Jean-Baptiste Guégan analyse l'impact des frappes iraniennes sur les investissements sportifs des pays du Golfe, dont le PSG.
La guerre au Moyen-Orient fait trembler bien plus que les frontières géographiques. Elle ébranle aussi les certitudes financières des grandes puissances du Golfe, profondément engagées dans le sport mondial. Jean-Baptiste Guégan, spécialiste reconnu de la géopolitique du sport, a accepté de décrypter cette situation explosive pour RMC Sport.
Le sport, arme de distraction massive pour les États du Golfe
Pour Guégan, le constat est sans appel. Les pays du Golfe, Qatar en tête, ont depuis longtemps compris la puissance symbolique du sport. « Utiliser le sport pour faire oublier ce qui s'est passé », résume-t-il d'une formule percutante. Une stratégie assumée, rodée, que les tensions régionales pourraient aujourd'hui mettre à rude épreuve.

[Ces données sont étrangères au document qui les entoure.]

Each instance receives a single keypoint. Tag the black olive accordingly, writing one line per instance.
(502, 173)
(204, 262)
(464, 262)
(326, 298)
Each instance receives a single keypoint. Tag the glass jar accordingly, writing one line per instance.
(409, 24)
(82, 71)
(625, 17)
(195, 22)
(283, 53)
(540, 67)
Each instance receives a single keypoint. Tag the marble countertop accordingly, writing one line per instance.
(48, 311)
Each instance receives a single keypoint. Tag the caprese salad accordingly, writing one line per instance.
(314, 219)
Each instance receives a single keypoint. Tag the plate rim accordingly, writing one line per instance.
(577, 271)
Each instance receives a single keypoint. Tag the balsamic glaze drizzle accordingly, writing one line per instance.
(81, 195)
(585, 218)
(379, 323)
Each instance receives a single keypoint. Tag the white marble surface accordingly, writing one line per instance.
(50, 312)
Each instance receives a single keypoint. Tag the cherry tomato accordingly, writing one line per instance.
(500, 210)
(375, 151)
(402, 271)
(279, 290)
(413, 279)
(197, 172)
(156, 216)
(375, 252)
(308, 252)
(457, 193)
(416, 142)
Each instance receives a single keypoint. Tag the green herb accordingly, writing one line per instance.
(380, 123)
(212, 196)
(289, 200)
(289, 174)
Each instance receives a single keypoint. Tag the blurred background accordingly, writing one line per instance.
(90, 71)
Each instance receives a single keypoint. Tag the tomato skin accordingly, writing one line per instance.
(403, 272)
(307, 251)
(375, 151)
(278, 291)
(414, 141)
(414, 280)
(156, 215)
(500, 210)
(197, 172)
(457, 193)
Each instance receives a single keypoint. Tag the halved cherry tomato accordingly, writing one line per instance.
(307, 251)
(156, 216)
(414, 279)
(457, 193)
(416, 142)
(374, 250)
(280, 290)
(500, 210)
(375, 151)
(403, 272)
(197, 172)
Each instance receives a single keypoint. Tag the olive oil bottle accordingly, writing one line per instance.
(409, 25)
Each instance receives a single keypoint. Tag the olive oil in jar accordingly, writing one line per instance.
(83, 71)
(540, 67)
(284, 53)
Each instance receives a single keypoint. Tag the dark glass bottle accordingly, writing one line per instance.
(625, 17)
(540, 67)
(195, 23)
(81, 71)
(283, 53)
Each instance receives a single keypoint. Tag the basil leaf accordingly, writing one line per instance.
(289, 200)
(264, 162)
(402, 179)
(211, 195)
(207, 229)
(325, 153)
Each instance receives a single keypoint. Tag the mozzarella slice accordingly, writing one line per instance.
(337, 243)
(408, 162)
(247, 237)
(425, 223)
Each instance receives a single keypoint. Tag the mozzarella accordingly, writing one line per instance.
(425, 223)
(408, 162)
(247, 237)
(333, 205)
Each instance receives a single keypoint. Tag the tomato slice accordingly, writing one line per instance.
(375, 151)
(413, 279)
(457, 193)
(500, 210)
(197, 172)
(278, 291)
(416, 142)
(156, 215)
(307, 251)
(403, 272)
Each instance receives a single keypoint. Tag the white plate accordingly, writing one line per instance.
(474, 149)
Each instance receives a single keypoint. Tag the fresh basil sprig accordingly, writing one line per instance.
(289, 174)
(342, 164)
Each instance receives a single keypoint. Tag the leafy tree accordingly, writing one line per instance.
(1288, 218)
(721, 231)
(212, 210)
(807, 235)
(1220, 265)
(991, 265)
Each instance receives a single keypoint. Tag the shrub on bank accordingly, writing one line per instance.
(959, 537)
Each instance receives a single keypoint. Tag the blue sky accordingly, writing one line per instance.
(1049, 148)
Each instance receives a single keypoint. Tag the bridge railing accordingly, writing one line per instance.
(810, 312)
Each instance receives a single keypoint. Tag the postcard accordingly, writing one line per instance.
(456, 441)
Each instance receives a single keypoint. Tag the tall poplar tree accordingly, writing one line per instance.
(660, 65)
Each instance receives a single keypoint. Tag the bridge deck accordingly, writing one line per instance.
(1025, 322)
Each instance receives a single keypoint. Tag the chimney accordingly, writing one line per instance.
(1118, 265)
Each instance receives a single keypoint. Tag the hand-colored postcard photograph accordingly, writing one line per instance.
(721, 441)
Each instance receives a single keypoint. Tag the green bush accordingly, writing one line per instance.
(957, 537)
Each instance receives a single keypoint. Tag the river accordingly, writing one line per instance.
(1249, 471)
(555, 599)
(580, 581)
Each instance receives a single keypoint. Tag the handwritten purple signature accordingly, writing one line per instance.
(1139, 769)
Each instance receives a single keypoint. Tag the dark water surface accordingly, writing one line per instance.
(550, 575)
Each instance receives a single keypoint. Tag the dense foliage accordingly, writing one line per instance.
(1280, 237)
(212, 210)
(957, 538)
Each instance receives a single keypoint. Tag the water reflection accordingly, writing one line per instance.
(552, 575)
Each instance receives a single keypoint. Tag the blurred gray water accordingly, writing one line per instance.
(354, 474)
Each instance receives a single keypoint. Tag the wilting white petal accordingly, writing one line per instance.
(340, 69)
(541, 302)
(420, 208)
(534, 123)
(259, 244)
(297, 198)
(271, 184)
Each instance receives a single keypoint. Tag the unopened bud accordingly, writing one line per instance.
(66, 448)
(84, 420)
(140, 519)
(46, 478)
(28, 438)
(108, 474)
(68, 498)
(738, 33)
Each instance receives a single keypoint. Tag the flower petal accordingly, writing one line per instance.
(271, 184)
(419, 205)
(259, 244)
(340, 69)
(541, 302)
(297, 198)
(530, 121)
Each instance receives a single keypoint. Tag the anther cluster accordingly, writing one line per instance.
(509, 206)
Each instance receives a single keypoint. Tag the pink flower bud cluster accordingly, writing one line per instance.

Le Qatar, propriétaire du Paris Saint-Germain via QSI, incarne à lui seul cette logique de sportswashing. L'organisation de la Coupe du Monde 2022 en a été la démonstration éclatante. Mais les frappes iraniennes sur la région rebattent les cartes. La stabilité politique, condition sine qua non de ces investissements massifs, n'est plus garantie.
Le PSG et les clubs européens directement exposés
Les répercussions concrètes sur le football européen ne sont pas à exclure. Le Paris Saint-Germain, vitrine du soft power qatari, cristallise toutes les interrogations. Si le conflit venait à s'intensifier, les capacités d'investissement de QSI pourraient être affectées, tant sur le plan économique que diplomatique.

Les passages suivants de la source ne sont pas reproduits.